Several members of the Nulhegan Abenaki Tribe who attended the event included Michael Descotaux, of Concord, Roland Bluto, of Milton, and brothers David Manning and Sgt. Dale Manning, who works for the Capitol Police Department.

Watson noted that the new section of path had been “many years in the making” and thanked voters who helped fund it, as well as city staff who worked on the project. She also acknowledged adjoining landowners who participated in the project.

“This path represents for us an alternative to using fossil-fuel vehicles as we get to work ... it represents better access for the business on the east side of town; it celebrates the river as it is so scenic and goes right along the river,” Watson said. “It’s an opportunity for families to recreate; and it really puts Montpelier on the map as a destination for recreation.”

Jen Roberts, of Onion River Outdoors on Langdon Street, said the path was significant because it connected the city with its Abenaki history, allowed for the use of alternative transportation, created a “safer and prettier passage” between schools, and connected other city landmarks, neighborhoods and other communities.

“Our lovely new path checks the box for so many of the reasons people value their community,” Roberts said. “This path belongs to all of us. Let’s use it to our advantage and keep growing this network of multi-use paths.”

Kim McKee, chairwoman of the Cross Vermont Trail Board, noted that the Cross Vermont Trail is a 90-mile corridor spanning the Wells and Winooski river valleys that is a patchwork of on-and-off-trail segments.

McKee said with the completion of the Montpelier shared-use path, the Winooski Bridge project would be a four-mile section that extended upstream from Gallison Hill Road, and include building a 200-foot steel bridge across the Winooski River and connect to the U-32 trail network.

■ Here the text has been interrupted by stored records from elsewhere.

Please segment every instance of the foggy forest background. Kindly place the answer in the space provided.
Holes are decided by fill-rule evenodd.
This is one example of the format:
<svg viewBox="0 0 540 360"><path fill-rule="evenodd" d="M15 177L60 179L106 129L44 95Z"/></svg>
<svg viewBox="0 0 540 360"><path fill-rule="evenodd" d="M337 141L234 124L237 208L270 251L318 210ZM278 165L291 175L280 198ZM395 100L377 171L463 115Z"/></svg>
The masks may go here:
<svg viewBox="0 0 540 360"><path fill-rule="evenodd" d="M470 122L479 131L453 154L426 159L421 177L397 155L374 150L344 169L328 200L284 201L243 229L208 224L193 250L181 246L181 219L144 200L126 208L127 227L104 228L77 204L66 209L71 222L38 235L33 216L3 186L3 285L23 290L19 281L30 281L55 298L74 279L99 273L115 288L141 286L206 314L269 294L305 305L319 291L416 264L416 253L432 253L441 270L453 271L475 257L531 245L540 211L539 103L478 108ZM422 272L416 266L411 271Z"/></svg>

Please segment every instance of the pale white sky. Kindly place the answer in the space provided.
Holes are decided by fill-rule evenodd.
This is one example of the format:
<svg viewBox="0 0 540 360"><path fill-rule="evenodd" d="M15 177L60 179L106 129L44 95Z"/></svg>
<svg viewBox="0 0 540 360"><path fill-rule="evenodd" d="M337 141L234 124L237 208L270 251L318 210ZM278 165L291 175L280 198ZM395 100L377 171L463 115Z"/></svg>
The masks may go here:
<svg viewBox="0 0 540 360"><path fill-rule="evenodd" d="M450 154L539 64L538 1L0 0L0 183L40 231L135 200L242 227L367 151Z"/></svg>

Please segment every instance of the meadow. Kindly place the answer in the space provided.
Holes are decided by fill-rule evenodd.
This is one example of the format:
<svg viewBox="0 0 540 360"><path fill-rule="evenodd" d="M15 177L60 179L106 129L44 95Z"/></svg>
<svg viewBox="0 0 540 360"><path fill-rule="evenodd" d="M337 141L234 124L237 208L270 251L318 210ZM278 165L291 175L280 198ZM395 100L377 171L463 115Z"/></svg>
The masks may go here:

She said there had been steady progress in doing so over the past five years. Rights of way had been obtained from five landowners; permits had been obtained; and a draft Act 250 application for the project had been prepared. Some costs for the project had increased because of new steel tariffs, she added.

McKee ended by singing a song she wrote to commemorate the project, titled “Winooski Bridge Song” before participants and guests went outside for the ribbon-cutting ceremony.